Here’s what’s new from the Peachland Watershed Protection Alliance:
The PWPA announced one of its own has been appointed to the District of Peachland’s Healthy Watersheds Committee (HWC). Here’s a press release from PWPA communications chair Alex Morrison:
“Taryn brings deep subject matter knowledge to the HWC. Her connections to the grassroots watershed protection community in BC, coupled with experience working with logging licensees, Indigenous communities and provincial government representatives, make her the clear choice to represent PWPA as an advocate for Peachland’s watershed.
The HWC mission is to provide advice and support to Council and staff on matters affecting the water quality and quantity in the Peachland Creek and Trepanier Creek watersheds. It is an important mandate, as Peachland watersheds are recognized across in the Okanagan Valley and beyond as being highly impacted by industrial and commercial activities such as clear-cut logging, mining, and range cattle. PWPA welcomes the District’s initiative in striking this committee. PWPA values its new role as an advisor and supporter of the District’s water protection mandate.
“I am honoured to represent PWPA at our District’s watershed table,” says Taryn Skalbania. ”As a grass roots organization, our momentum comes from the people in our community. Now with our participation on the HWC, the voice of the District of Peachland will be amplified by the additional support of our members and provincial networks in protecting our watersheds.”
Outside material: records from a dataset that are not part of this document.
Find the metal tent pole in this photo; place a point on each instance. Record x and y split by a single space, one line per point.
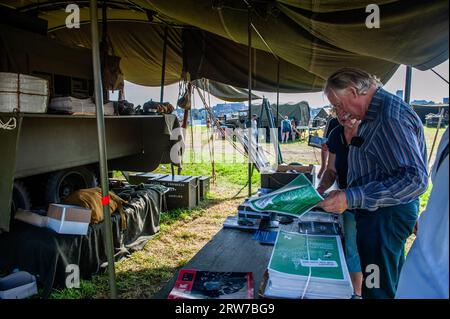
250 164
163 71
102 146
408 84
278 88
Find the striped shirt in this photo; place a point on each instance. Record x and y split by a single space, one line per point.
390 167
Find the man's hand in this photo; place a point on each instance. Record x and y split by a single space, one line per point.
335 202
323 168
321 189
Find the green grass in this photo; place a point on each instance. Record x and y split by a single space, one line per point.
148 272
424 198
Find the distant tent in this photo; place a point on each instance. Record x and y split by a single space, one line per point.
321 118
300 112
424 109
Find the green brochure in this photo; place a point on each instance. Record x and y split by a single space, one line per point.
296 198
295 254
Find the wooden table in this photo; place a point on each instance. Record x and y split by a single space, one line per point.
231 250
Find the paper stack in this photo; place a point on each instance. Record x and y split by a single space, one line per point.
308 266
71 105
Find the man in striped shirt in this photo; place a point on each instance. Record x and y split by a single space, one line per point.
387 172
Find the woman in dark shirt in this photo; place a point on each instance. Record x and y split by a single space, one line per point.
336 171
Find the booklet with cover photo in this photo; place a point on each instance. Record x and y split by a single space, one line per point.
196 284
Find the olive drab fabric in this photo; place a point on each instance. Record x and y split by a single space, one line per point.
311 38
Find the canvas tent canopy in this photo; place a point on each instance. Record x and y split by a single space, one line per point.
311 38
300 112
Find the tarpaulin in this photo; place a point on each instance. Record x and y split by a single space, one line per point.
311 38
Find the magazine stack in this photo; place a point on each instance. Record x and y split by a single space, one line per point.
304 266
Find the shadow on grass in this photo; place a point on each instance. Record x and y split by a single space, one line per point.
140 284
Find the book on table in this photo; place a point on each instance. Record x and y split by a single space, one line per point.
196 284
294 199
308 266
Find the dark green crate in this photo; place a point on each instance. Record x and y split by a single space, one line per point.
186 192
204 186
138 178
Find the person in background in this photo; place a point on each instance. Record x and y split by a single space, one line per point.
338 145
285 129
426 270
294 130
387 172
332 122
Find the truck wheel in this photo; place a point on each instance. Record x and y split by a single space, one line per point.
61 184
20 198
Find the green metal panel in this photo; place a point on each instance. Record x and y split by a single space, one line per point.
9 142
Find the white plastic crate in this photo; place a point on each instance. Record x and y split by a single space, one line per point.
23 93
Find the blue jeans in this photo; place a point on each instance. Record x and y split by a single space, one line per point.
351 249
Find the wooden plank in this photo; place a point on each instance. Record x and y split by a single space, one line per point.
230 250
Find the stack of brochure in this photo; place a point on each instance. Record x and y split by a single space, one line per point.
72 105
295 199
308 266
196 284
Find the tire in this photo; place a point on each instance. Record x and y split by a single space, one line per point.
20 198
61 184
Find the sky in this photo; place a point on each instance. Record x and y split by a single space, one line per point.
425 86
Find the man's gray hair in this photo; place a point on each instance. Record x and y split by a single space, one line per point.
345 77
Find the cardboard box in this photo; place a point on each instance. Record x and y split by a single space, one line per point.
25 93
18 285
68 219
298 168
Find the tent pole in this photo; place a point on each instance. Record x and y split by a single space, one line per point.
408 84
102 146
163 69
104 46
250 164
278 89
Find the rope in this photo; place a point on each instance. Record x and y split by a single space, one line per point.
210 134
10 125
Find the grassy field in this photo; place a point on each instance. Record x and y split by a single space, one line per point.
184 232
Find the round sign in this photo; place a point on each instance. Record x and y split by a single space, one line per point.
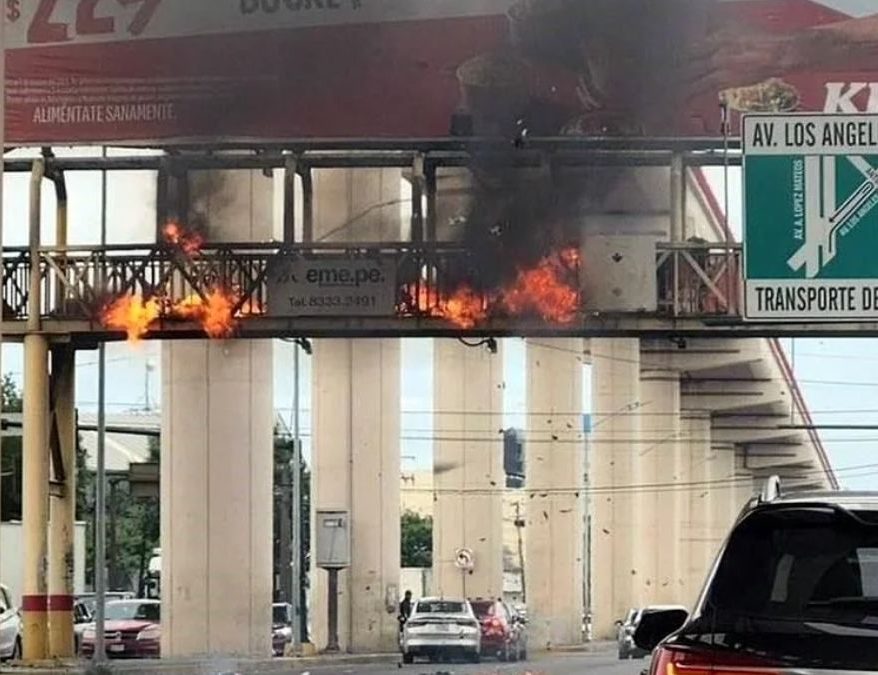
463 559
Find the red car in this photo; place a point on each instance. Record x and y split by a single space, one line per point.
502 630
132 630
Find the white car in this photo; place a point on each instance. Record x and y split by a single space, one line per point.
10 628
441 629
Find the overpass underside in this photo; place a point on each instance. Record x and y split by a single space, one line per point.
644 285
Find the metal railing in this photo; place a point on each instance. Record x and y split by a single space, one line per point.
696 281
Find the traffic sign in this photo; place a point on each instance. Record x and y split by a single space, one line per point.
464 559
810 217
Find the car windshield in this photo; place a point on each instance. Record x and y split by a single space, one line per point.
795 573
440 607
483 609
279 614
133 611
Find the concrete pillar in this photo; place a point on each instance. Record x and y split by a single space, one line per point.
63 507
721 479
217 460
616 400
356 467
658 500
468 469
35 497
554 565
697 530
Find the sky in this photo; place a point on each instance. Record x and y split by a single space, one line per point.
839 377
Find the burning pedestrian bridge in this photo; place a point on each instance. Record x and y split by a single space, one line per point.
185 285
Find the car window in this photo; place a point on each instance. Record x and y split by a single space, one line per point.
133 611
440 607
280 614
799 584
483 608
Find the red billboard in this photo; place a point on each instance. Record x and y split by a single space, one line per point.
144 70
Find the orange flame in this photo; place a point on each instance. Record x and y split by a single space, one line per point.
549 290
188 242
464 308
546 290
214 312
131 314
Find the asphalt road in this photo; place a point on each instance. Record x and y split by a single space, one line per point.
560 664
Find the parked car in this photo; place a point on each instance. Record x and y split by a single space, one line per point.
795 589
90 599
281 627
10 627
132 630
441 629
82 619
503 632
627 648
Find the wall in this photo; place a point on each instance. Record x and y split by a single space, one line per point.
11 547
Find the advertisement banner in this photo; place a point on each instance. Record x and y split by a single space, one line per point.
331 287
174 70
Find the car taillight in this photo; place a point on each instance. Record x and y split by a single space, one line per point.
694 661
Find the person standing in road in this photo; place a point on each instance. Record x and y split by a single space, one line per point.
405 608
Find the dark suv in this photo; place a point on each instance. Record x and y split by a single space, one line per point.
795 589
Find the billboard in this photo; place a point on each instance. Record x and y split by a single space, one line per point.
143 70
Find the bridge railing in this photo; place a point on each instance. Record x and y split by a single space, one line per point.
697 281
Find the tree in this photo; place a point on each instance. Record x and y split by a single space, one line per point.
416 539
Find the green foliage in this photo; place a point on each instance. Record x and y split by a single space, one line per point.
11 394
416 539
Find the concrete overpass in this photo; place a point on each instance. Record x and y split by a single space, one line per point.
678 385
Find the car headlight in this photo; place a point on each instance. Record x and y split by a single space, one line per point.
151 633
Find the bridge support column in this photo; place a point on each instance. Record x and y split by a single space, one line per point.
35 497
616 400
698 531
356 394
554 566
657 500
63 505
744 485
468 469
217 460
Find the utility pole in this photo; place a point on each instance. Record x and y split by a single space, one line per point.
100 571
296 509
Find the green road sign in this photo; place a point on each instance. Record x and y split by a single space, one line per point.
811 217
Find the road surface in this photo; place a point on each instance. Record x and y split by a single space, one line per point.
564 664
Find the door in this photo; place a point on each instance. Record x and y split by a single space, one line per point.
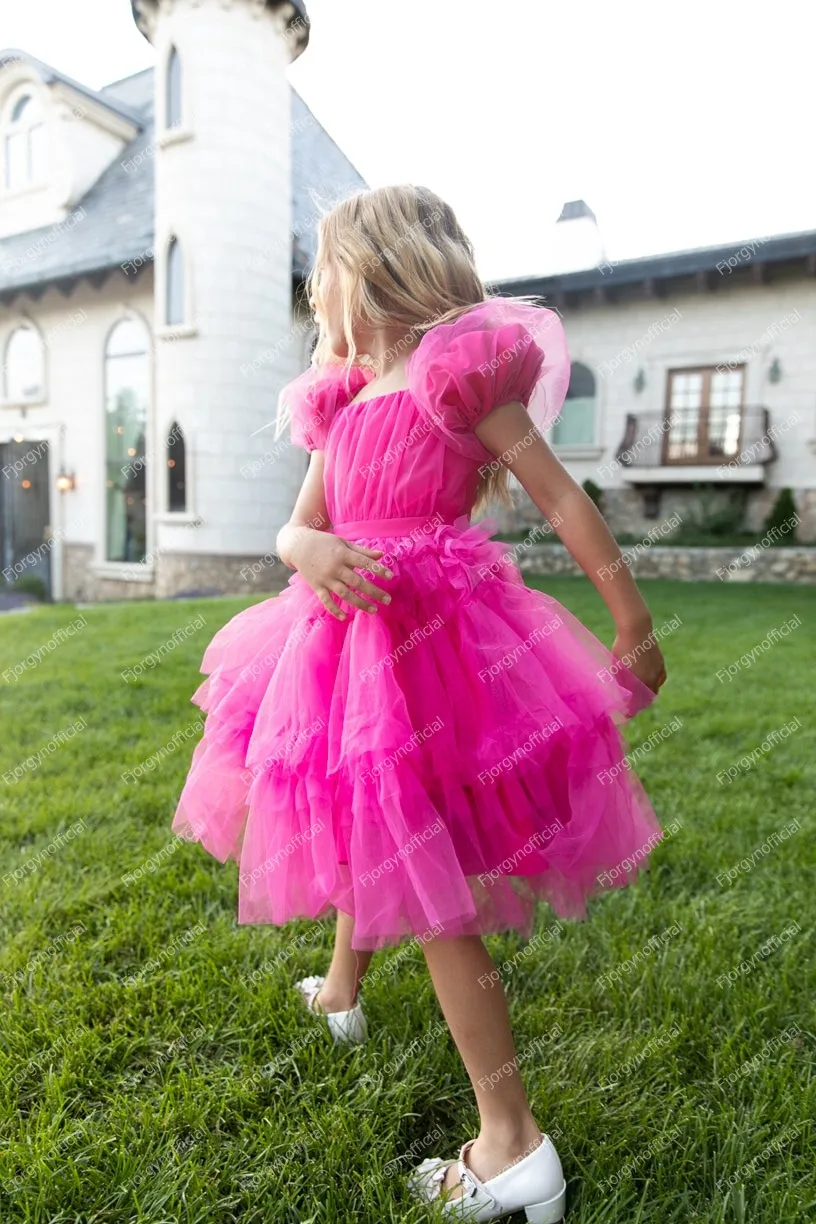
25 548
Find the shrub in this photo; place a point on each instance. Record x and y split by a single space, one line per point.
782 519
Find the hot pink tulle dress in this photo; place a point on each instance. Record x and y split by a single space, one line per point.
442 764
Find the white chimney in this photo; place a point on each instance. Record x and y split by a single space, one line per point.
575 241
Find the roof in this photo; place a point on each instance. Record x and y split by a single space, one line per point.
49 76
114 222
299 22
700 261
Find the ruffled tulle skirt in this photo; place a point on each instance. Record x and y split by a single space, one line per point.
438 765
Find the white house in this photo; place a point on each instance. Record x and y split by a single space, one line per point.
154 236
694 377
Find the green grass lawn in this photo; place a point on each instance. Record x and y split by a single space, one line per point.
673 1070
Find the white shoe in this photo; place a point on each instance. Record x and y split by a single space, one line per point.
348 1027
535 1184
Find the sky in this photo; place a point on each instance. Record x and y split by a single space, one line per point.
685 125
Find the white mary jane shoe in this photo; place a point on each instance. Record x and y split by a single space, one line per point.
346 1027
535 1184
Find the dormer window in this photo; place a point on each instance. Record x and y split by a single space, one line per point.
23 366
173 105
23 142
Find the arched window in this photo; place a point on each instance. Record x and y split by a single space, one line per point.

“Our watershed is a life-sustaining foundation for this community,” says Jack Gerow, PWPA Chair. “Without safe and sufficient water there would be no Peachland. But it’s not just water quality that’s affected. It is also the amount of water available and the timing of the flow to replenish the reservoirs for drinking water, as well as irrigation for our orchards, vineyards and farms. An informed and active HWC is a vital component in the struggle to protect our watersheds.”
Peachland Watershed Protection Alliance (PWPA) is a non-profit grassroots community organization with a mission to protect Peachland’s watersheds. Organized in 2016 by a group of Peachland residents who were dismayed by the repeated boil water advisories, loss of forest habitat and recreational opportunities caused by extractive industries in the watershed. PWPA has grown as water impacts have increased, and the community bears the costs of mitigating the effects of industrial and commercial degradation of the land.”
There was a scavenger hunt and there was bingo, but first there was the business of the PWPA’s annual AGM and it was a productive one. 2020 wasn’t the most active year, but all 21 attendees at the Jan 28 Zoom meeting agreed on the importance of keeping everyone engaged. Thanks to Alison Moore for running such a well-organized meeting. The 2021 budget was passed and members also voted in a new board of directors. Here they are!
Chairperson: Jack Gerow
Treasurer: Val McGillivray
Secretary: Virginia Schmidt
Other board members are Patricia Dunn, Lee Humphries, Alex Morrison, Taryn Skalbania, Dora Stewart and Cory Sutton.
A couple upcoming events..
On Feb 25, Michelle Connolly, a scientist from Conservation North will host a free online presentation on mapping technology. What does this mean for the watershed? She has a background in communicating conservation policy, so it should be an informative session!
A little more about the PWPA:
From clean-up activities and watershed field trips, educational opportunities and advocacy, the Peachland Watershed Protection Alliance is a volunteer-driven group concerned about logging, unregulated recreation activities and other threats to the environment that’s home to our drinking water. One of their aims is to bring more attention to the lack of influence smaller communities have over those activities in their surrounding watersheds.
According to their website, the alliance “encourages the adaption of site sensitive, ecologically-based forestry practices in the public forests located in Peachland’s watersheds.”